Plus tard, dans son témoignage, le plaignant a déclaré qu'il avait parlé aux policiers de l'hôpital alors qu'il était sous le trouble des médicaments et qu'il ne savait pas et ne se souvenait pas de ce qu'il leur avait dit. Le plaignant a répondu au tribunal qu'il ne se souvenait de rien concernant l'incident concernant lequel il avait été interrogé, y compris s'il avait été abattu le 20 juillet 2022, et qu'il ne pouvait donc pas répondre aux questions qui lui étaient adressées. Lorsqu'on lui a demandé s'il connaissait un homme nommé « Yayo », il a répondu qu'il avait entendu dans le quartier qu'il y avait un homme nommé Yayo Tarkin et qu'il était gay. Lorsqu'on lui a demandé si « Yayo » était le défendeur, il a répondu : « Je ne sais pas qui c'est, qu'est-ce que c'est » (p. 352 du protégé). Lors de son contre-interrogatoire, le plaignant s'est également maintenu sur sa version selon laquelle il ne se souvenait de rien du jour de l'incident et ne pouvait donc pas se relier au fait qu'il avait donné à la police le nom du prévenu ou qu'un des policiers avait mentionné le nom du prévenu (p. 356 du protégé). Le plaignant a déclaré qu'il ne se souvenait pas d'un différend entre lui et le prévenu et qu'il n'avait pas donné des choses à la police dans ce contexte (pp. 360, 364 du protégé).
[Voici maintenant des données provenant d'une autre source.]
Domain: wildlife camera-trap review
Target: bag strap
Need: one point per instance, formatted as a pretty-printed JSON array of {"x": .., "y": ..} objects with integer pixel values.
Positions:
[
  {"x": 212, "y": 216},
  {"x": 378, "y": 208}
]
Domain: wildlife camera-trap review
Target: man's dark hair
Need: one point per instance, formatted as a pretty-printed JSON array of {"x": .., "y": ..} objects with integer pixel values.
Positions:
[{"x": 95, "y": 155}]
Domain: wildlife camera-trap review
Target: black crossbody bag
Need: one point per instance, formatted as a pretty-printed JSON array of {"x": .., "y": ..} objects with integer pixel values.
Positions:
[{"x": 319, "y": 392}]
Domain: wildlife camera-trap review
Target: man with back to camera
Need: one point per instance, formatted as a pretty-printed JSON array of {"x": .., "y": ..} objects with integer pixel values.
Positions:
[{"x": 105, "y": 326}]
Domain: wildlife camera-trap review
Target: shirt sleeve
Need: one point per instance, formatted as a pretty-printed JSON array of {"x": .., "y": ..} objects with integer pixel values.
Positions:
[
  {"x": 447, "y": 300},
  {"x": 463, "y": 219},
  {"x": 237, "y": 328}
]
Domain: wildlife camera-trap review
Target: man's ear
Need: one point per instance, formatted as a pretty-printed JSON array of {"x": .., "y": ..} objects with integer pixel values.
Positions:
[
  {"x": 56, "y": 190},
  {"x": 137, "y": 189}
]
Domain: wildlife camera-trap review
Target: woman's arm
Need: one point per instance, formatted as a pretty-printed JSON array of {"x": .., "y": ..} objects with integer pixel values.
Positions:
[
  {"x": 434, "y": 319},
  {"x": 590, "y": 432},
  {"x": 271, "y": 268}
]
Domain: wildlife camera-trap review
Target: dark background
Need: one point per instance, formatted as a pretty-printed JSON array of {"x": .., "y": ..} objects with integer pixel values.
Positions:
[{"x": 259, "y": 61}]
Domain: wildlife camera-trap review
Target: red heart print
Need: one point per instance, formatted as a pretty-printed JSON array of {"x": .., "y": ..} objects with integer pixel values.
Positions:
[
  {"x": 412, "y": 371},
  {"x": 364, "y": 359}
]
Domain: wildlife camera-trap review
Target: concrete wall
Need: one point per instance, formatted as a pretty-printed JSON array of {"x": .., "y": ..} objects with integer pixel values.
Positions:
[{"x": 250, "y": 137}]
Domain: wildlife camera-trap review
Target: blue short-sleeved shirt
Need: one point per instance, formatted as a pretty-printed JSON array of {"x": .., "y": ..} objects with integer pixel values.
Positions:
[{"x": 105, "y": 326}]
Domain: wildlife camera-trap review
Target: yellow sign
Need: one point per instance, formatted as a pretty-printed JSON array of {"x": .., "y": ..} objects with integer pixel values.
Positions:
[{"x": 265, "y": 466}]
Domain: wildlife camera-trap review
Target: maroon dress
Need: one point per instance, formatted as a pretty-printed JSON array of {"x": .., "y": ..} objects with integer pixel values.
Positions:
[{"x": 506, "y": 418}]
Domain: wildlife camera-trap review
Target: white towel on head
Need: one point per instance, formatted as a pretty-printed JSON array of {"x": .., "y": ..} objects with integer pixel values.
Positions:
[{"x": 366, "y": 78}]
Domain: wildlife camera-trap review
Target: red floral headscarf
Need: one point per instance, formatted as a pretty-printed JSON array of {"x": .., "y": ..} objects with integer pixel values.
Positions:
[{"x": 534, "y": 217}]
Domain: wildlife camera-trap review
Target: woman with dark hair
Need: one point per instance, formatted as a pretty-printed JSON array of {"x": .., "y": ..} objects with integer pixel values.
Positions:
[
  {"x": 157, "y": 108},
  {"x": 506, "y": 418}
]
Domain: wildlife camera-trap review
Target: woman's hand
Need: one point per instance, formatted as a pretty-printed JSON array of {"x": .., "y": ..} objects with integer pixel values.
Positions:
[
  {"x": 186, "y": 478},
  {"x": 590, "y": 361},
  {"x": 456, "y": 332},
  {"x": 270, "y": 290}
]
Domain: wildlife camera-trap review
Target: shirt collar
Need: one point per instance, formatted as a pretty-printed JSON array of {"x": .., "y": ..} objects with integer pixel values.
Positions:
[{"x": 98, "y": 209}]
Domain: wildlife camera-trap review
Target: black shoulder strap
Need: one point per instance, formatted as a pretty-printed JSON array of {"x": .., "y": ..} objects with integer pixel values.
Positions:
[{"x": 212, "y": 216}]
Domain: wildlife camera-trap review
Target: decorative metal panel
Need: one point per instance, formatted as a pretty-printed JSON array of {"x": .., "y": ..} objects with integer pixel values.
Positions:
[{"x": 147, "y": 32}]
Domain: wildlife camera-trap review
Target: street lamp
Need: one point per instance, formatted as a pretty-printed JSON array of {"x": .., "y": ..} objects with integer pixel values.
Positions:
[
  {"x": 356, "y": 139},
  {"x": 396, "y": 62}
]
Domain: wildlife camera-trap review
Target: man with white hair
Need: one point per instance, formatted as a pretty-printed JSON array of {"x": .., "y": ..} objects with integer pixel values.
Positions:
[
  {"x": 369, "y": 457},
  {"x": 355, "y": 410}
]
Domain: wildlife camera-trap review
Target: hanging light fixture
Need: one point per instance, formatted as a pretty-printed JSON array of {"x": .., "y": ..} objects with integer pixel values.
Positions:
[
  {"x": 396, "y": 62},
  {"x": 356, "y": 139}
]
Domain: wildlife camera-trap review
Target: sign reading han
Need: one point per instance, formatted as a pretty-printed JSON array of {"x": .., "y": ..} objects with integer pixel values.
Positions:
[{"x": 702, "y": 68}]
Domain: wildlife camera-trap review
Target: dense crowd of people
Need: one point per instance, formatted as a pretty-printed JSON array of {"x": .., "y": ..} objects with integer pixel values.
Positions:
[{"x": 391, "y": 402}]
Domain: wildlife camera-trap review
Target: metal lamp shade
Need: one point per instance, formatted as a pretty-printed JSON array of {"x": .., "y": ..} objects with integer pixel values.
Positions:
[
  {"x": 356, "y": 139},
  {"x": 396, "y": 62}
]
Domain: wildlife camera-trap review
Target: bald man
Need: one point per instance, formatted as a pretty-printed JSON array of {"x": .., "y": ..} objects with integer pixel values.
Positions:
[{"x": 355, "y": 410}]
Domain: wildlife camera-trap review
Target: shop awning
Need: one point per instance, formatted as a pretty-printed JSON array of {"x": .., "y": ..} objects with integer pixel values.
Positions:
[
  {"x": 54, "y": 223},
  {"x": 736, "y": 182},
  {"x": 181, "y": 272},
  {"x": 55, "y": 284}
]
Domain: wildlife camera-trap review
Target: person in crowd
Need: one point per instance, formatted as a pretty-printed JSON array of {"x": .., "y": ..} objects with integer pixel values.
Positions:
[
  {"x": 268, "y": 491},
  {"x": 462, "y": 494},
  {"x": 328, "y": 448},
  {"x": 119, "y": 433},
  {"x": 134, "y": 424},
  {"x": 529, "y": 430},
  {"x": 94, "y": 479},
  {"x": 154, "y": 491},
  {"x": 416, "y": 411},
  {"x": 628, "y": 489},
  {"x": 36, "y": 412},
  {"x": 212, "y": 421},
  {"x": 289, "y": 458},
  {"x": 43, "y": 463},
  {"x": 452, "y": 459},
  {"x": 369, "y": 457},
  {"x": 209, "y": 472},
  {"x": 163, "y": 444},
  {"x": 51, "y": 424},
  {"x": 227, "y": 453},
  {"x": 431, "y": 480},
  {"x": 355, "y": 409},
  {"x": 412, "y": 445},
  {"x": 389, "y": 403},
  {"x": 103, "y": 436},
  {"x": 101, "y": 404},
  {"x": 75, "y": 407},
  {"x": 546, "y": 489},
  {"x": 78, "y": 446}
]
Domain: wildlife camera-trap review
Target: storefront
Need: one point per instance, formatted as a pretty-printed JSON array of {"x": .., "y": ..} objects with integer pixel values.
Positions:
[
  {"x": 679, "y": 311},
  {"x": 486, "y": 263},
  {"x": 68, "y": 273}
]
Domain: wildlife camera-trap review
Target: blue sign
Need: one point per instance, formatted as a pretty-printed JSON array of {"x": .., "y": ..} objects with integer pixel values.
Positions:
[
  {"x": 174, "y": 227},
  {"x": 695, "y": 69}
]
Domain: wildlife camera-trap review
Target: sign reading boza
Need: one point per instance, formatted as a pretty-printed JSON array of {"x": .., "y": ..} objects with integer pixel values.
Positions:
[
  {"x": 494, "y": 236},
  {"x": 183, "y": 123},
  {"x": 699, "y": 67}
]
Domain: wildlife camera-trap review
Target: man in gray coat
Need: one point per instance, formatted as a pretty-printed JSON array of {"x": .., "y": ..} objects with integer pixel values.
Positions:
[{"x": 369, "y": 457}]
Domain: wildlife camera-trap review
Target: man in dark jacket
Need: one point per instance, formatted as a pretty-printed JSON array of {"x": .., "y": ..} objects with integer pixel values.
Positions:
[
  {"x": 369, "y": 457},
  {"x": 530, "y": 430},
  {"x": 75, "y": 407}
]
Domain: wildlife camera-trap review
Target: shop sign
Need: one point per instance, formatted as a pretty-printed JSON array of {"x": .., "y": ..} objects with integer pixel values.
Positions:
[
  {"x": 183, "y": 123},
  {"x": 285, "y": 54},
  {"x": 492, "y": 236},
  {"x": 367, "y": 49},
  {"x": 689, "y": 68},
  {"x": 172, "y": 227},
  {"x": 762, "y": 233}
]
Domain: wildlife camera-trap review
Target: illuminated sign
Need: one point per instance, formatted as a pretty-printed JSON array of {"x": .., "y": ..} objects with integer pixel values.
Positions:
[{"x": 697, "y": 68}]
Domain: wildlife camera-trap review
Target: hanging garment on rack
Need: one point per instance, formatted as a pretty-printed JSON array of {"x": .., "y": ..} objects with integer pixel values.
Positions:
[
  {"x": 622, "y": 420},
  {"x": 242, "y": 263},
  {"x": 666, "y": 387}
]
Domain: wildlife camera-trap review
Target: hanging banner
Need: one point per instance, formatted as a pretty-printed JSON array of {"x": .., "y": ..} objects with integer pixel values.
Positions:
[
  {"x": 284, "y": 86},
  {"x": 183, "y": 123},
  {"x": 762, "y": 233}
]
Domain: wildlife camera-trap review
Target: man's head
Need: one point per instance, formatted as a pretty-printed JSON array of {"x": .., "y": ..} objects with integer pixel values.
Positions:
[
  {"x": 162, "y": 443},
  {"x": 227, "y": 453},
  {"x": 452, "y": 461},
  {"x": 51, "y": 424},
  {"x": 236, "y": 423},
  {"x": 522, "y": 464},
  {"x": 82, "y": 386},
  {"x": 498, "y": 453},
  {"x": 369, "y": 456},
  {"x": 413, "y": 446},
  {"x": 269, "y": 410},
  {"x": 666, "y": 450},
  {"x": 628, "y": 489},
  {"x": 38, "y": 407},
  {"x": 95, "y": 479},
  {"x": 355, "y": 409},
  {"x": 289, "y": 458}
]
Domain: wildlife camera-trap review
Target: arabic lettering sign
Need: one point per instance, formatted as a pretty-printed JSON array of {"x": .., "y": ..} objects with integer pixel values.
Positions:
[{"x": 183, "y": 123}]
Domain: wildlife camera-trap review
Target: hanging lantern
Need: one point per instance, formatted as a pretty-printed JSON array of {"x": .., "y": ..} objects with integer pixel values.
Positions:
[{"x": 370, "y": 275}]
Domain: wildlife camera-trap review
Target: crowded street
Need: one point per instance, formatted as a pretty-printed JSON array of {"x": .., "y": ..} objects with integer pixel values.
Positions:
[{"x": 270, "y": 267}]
Le plaignant affirmait ne pas comprendre les types d'armes et ne pas savoir ce qu'était une arme de type Carlo (p. 362 de Prut). Le plaignant a déclaré qu'il ne se souvenait pas que la police lui avait montré la photo du prévenu après qu'il lui ait donné le nom « Yayo Tegania » (pp. 364-365 de Pruth).
Déclarations de l'épouse du plaignant à la police
- L'épouse du plaignant a témoigné deux fois devant la police les 20 et 26 juillet 2022, lors de l'hospitalisation du plaignant, alors qu'il était anesthésié et sous respirateur.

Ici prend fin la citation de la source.